If the results are comparable at 6 months (50% of patients with an improvement of at least 30% in walking distance), rehabilitation gives the best results at 2 months with 60% of patients having a improvement of at least 30% in walking distance.
Very common surgery
The narrowed lumbar canal is the main cause of surgical operation of the spine in the elderly with sometimes heavy interventions at the key: opening of the canal (laminectomy), arthrodesis by plate with bone grafts.
Health expenditure devoted to this intervention has not ceased to increase in recent years (+137% in the USA between 1998 and 2008), with a clinical and functional benefit which nevertheless remains modest and little differentiated according to the techniques: on average, a reduction of 30% to 50% of lumbar and sciatic pain and a 30% increase in walking distance (Forsth, Ghogawala).
A study that clarifies treatments
In France, the treatment of low back pain related to a narrowed lumbar canal calls for first-line medical treatment and it is only in the event of failure or insufficient functional results that surgical treatment is considered.
This study therefore validates this strategy since whatever the non-surgical technique chosen, nearly 50% of patients have an improvement in their walking distance of at least 30%, a result close to that obtained in studies with surgery. . On the other hand, it is possible that there is a difference in terms of lower back pain between surgery and medical treatment. If we look at the comparison between the techniques, it appears that rehabilitation with stretching, mobilization and muscle strengthening is superior to the 2 other non-surgical techniques at 2 months, even if this difference fades at 6 months.

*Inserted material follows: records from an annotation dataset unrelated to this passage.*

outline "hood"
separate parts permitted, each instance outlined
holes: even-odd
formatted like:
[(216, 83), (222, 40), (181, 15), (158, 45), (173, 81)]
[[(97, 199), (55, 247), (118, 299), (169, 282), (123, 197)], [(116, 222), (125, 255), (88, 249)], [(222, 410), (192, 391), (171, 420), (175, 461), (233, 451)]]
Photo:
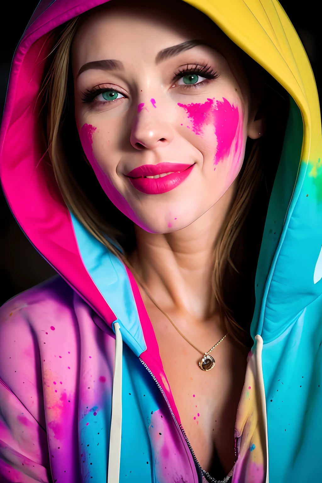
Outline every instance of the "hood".
[[(106, 324), (118, 321), (123, 340), (151, 367), (158, 350), (133, 276), (67, 208), (37, 129), (35, 106), (53, 46), (52, 31), (104, 2), (40, 2), (12, 66), (0, 174), (14, 216), (30, 242)], [(322, 293), (322, 141), (315, 82), (301, 42), (276, 0), (187, 3), (212, 19), (290, 95), (255, 282), (251, 333), (265, 343), (278, 338)], [(161, 379), (166, 389), (165, 377)]]

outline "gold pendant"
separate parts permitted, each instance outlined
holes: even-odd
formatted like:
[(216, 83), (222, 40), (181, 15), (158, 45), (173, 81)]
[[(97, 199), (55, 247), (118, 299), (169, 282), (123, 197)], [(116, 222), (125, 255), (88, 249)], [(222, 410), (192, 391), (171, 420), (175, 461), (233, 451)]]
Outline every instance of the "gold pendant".
[(211, 370), (215, 367), (215, 359), (209, 354), (205, 354), (199, 362), (201, 370)]

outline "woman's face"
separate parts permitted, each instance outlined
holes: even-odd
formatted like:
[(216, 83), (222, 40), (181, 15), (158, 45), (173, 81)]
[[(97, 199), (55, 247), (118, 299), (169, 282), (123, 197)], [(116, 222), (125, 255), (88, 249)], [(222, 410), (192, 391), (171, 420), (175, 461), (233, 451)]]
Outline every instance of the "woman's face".
[(85, 154), (112, 202), (153, 233), (213, 206), (239, 171), (247, 136), (260, 130), (224, 36), (182, 8), (111, 3), (83, 20), (72, 47)]

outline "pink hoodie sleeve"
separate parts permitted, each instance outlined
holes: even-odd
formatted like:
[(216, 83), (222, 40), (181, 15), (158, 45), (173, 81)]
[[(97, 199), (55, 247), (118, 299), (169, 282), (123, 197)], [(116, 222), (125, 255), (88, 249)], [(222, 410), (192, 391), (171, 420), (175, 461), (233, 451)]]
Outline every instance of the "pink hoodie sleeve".
[(49, 483), (40, 354), (26, 306), (18, 296), (0, 313), (0, 481)]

However, the study does not compare non-surgical techniques with surgical techniques and these are probably not the same patients. On the other hand, it did not compare treatment strategies combining different non-surgical techniques, which is currently done in France.
In practice
This study, the first of its kind, validates the interest of medical treatment in pain and disability in walking related to osteoarthritis of the spine and a narrowed lumbar canal in the elderly.
Surgery is therefore absolutely not mandatory, especially since the benefit on walking, the main handicap complained of by patients, is quite similar with the 2 types of treatment (even if the populations of operated patients and those who are not operated are probably not superimposable). Surgical indications must therefore be weighed carefully.
It also seems logical to combine different non-surgical techniques which are all effective in treating the symptoms of narrow lumbar canal, especially since they probably have a complementary effect, at least over time.
Thus, in the event of disabling pain and gait disorders related to a narrowed lumbar canal, it is not illegitimate to initially propose epidural infiltrations in order to quickly relieve the patients and to simplify the rapid realization of a rehabilitation based on stretching and muscle strengthening in lumbar delordosis. Insofar as it is a chronic condition, then taking over with group physical exercises is undoubtedly a good method of consolidating the functional result obtained.
In case of failure or insufficient result or rapid recurrence, the discussion of surgery will then be all the more legitimate.